Optical beam switches for multimode radiation are available commercially. These beam switches are free-beam solutions which cannot, however, be used for single-mode radiation. The switching times in these beam switches are between 50-100 ms, and the power capability is greatly dependent on the quality of the brilliance preservation between the input and the output fibre. Starting from radiation of high brilliance it is possible to couple by fibre-to-fibre coupling to a fibre with a greater beam parameter acceptance, so that radiation of medium brilliance is generated by mode excitation.
FIG. 4 shows a dual-brilliance laser machining system 40 which has a laser source 41 with high-power single-mode radiation (HP-SM) and a fibre-integrated optical beam switch 42. The single-mode radiation is implemented from the single-mode transport fibre 43 in the laser machining head 44 on fibres 45 with different beam parameter acceptance. Using this principle, each of the three radiation types mentioned above can be generated from the laser source 41. Disadvantages are, however, both the very short single-mode transport fibre (<10 m) and the extremely high power densities in the beam switch 42. The machining laser beam leaving the laser machining head 44 is denoted 46.
FIG. 5 shows a further commercial dual-brilliance laser machining system 50, which has a laser source 51 with high-power multimode radiation (HP-MM) and a multi-clad transport fibre 52. The radiation of the laser source 51 is coupled into either the inner fibre core 52a or an outer fibre core 52b which surrounds the inner fibre core 52a annularly, in order to obtain radiation with different brilliancies in the laser machining head 53. The machining laser beam leaving the laser machining head 53 is denoted 54. For cutting applications, the laser radiation is coupled into the inner fibre core 52a, which is typically 100 μm in size, of the multi-clad transport fibre 52. For welding applications, a suitable wedge is additionally introduced into the free propagation beam of the laser beam.
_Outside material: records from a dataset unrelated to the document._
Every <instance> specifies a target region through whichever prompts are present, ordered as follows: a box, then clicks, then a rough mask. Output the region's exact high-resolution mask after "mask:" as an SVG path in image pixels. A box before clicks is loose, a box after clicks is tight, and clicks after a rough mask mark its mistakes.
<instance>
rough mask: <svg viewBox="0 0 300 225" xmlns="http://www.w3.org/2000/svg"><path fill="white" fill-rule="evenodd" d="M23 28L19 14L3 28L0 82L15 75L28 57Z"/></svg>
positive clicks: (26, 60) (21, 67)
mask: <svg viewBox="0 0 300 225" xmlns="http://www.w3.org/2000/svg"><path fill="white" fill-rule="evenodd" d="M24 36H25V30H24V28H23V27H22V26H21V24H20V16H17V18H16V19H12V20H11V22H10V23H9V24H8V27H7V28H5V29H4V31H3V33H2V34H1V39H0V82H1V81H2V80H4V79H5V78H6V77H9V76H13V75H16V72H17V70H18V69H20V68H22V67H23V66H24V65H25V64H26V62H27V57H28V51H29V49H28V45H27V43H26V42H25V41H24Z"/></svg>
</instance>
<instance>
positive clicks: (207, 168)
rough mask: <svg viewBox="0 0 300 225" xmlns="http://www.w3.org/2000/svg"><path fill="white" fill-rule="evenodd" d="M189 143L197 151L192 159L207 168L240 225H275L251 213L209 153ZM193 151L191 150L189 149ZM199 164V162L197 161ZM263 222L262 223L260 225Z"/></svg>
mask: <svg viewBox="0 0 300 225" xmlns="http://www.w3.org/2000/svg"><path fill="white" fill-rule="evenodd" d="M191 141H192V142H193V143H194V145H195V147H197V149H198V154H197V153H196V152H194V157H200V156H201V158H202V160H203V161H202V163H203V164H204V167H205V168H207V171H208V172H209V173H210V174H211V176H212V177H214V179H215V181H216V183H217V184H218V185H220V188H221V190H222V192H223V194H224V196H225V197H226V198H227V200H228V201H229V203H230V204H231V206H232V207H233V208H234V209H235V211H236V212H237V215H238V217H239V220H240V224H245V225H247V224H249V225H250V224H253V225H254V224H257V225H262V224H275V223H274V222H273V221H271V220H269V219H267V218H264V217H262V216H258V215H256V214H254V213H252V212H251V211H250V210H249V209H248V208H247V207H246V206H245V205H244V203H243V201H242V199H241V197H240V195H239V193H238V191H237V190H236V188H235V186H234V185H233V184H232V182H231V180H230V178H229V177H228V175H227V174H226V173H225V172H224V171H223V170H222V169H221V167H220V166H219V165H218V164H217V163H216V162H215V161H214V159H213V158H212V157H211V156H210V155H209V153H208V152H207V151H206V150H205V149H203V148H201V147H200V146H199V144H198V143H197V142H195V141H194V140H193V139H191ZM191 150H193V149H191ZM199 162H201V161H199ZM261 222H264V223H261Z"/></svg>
The resulting beam shift upstream of a focusing lens effects a displacement of the focal point from the inner fibre core 52a of the multi-clad transport fibre 52 into the outer fibre core 52b which, with an outside diameter of 400 μm to 600 μm, is far larger. Two different brilliances can thus be selected from only one transport fibre by simple and also rapid switching. However, owing to the free propagation beam coupling, this, principle can be used in the high-power field only in the multimode range.